A quick start guide using a dummy dataset is provided below. For more detailed information on how to build your own machine learning model and how to use Docker, please consult the wiki.

Additionally, two logistic regression models for classification of articles into the HGMD can be found in the hgmd_model directory. One model is for full text articles, and the other just for the title/abstract of articles.

Quick Start

The following quick start guide uses a dummy dataset to demonstrate how to build and use a machine learning model with NLP-Bio-Tools.

Setup

The first step is to install Docker (Windows, Mac and Ubuntu). Once Docker is installed, the following commands can be used to pull the Docker images for each application from Docker Hub:

docker pull annacprice/pdf2nlp:1.1
docker pull annacprice/mlpipe:1.1
docker pull annacprice/loadmodel:1.1

Next download the latest release of the NLP-Bio-Tools repositiory found here. On opening the zip file you should see the nlp-bio-tools-1.1 folder where the necessary directory structure and dummy dataset needed to run NLP-Bio-Tools can be found.

Stage 1: pdf2nlp

pdf2nlp takes the input pdfs and passes them through a Natural Language Processing (NLP) pipeline. It outputs a txt file of tokens for each pdf which the ML algorithm in mlpipe can fit to.

The dummy pdf dataset to be processed can be found in pdf2nlp/data/papers and the expected txt output from the pdf2nlp container in pdf2nlp/data/output.

First navigate to the correct directory

cd nlp-bio-tools-1.1/pdf2nlp

And then run the container

docker run -v $(pwd)/data:/data --rm annacprice/pdf2nlp:1.1

This should reproduce the files in pdf2nlp/data/output

Stage 2: mlpipe

mlpipe builds a binary classification machine learning (ML) model.

Some of the txt files produced by pdf2nlp have been placed in mlpipe/data/text to make a training set for mlpipe.
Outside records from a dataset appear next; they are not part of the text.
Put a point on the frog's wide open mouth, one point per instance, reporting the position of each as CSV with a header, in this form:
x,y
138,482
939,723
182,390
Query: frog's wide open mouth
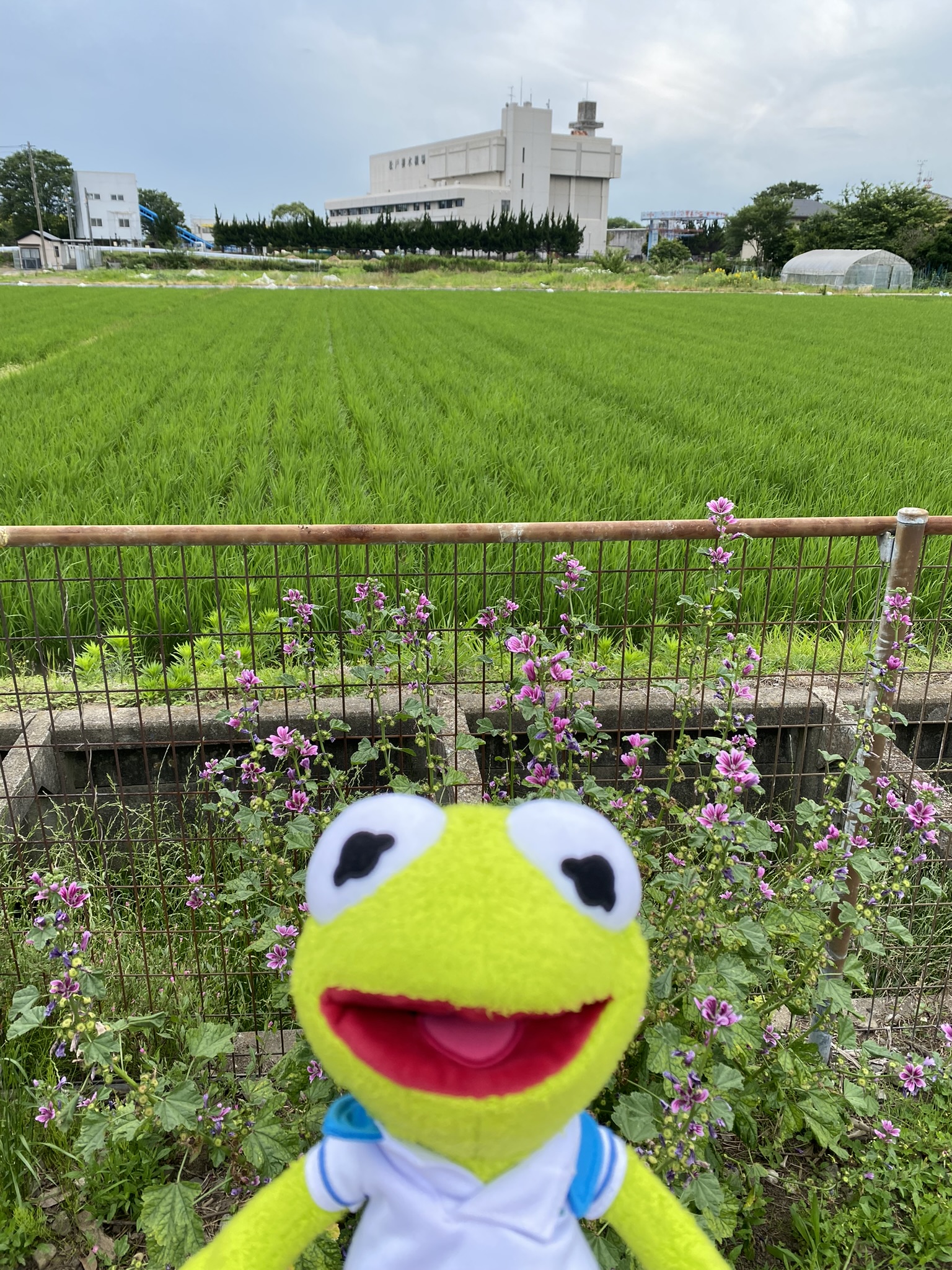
x,y
465,1053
They have been divided into positive and negative classes. The expected output of the mlpipe container (a txt results file, ROC curve, and the saved pkl files for the built ML model) can be found in mlpipe/data/output.

If using Mac OS you will need to remove .DS_Store files from the mlpipe/data/text/positive and mlpipe/data/text/negative directories before running the mlpipe container. I.e. when in the directory run

find . -name '.DS_Store' -type f -delete

First navigate to the correct directory

cd nlp-bio-tools-1.1/mlpipe

And then run the container with the CountVectorizer and KNeighborsClassifier algorithm

docker run -v $(pwd)/data:/data --rm annacprice/mlpipe:1.1 CountVectorizer KNeighborsClassifier

This should reproduce the files in mlpipe/data/output

More examples of vectorizers and ML algorithms that can be used with mlpipe are detailed in the wiki.

Stage 3: loadmodel

The remaining txt files from pdf2nlp have been placed in loadmodel/data/text to act as a testing dataset for our ML model from mlpipe (the model.pkl and vectorizer.pkl files), which can be found in loadmodel/data/models. The expected output from the loadmodel container is a txt results file, and can be found in loadmodel/data/output. The second column in the results file indicates whether the original pdf has been classified into the negative (represented by a 0) or positive class (represented by a 1).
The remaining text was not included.